Nonsmoker credit: 5 percent to 15 percent.
9. Mature insured: Age has its privileges
Home insurers love retired customers because they tend to spend more time at home, where they might be able to detect a home hazard in the making — a gas leak, pipe break or smoldering electrical panel — and avert a disaster.
If you or your spouse are 55 or older and retired, and your home is your permanent residence, you may qualify for a mature insured credit.
“There is some data out there to support that people who are retired and therefore home more are able to avoid loss or identify loss sooner,” says Meehan. “During the day, if you’re working and have a pipe break, you won’t know it until you get home. But if there is someone home at the time, they go, ‘Oh, pipe broke,’ call people, boom; the loss is minimized. It’s a five-minute water run versus a five- or six-hour water run. You’re mitigating the loss immediately.”

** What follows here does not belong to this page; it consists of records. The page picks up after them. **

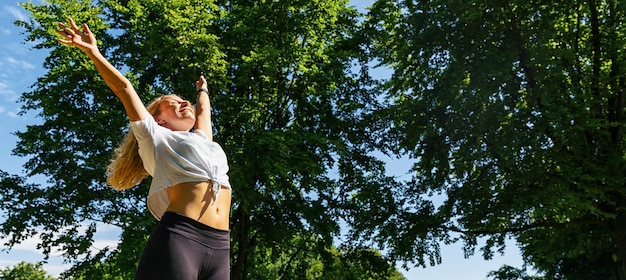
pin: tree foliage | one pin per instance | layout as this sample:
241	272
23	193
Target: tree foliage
289	89
514	114
25	271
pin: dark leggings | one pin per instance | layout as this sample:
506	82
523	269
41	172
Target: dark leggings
181	248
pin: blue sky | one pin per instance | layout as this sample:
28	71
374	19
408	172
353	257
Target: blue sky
21	65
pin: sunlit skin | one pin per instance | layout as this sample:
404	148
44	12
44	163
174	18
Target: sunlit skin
193	199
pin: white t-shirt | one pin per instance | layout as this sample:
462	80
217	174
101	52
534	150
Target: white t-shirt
173	157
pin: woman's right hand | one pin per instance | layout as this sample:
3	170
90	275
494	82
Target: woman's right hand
84	40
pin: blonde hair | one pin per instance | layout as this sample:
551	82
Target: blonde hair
126	168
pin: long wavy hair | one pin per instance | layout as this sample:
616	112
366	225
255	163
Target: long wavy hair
126	168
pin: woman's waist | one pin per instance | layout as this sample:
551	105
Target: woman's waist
197	201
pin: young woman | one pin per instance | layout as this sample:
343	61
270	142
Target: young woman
190	193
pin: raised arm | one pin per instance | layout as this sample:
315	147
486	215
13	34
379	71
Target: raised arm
86	41
203	109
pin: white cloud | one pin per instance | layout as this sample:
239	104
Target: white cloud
15	12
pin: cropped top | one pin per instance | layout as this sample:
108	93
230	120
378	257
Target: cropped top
173	157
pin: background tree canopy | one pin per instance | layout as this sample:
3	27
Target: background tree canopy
511	111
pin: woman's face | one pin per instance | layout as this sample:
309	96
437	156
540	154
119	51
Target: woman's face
176	114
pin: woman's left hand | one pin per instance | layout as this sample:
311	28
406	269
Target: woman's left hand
201	83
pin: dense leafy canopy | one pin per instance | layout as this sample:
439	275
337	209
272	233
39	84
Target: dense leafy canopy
289	88
25	271
514	112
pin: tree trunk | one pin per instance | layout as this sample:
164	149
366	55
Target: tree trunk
243	227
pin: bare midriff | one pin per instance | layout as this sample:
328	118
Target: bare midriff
195	200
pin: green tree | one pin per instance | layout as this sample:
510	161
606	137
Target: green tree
289	89
25	271
514	114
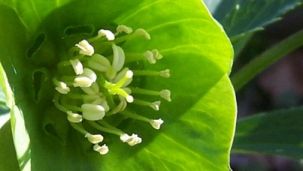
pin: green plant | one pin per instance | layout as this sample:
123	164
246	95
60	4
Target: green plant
39	37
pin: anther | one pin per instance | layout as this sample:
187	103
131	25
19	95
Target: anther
101	149
77	66
93	112
107	33
156	123
130	139
61	87
74	117
94	139
85	48
149	56
99	63
154	105
86	79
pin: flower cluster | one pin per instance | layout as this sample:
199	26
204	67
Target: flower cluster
95	84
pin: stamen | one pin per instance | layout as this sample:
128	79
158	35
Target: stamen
165	93
108	129
85	48
82	81
61	87
124	28
93	112
107	33
150	57
115	88
118	58
101	149
156	123
143	33
79	128
120	107
135	116
99	63
154	105
164	73
86	79
92	90
131	140
74	117
77	66
94	139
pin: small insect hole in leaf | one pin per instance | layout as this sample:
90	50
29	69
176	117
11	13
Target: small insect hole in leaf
38	78
51	130
36	45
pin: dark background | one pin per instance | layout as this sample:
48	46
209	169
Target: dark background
279	87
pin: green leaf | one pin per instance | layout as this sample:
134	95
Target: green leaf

Retired or 55+ credit: 10 percent to 25 percent.
10. High-tech sensors: Create a safer home
When we think of sensors that keep our home safe, most of us think of either a fire alarm or a security system. While these are both excellent and creditworthy loss-prevention devices, insurance companies are equally excited about a new generation of home sensors that can detect water or natural gas leaks before they become a claim.
Water sensors come in two varieties. Passive leak detectors are inexpensive stand-alone devices that emit an alarm and/or flashing light when moisture is detected. Active leak detectors signal a leak and shut off the water source. Active systems may be installed on individual appliances or as a whole house solution. Gas detectors are most often passive.
“Gas and water sensors are a great credit,” says Meehan. “The big-box stores helped create the culture of improving and protecting your home because you can go to Home Depot and Lowe’s and just buy this stuff. That drove companies to create solutions that people can self-install.”
Sensor credit: 5 percent to 10 percent.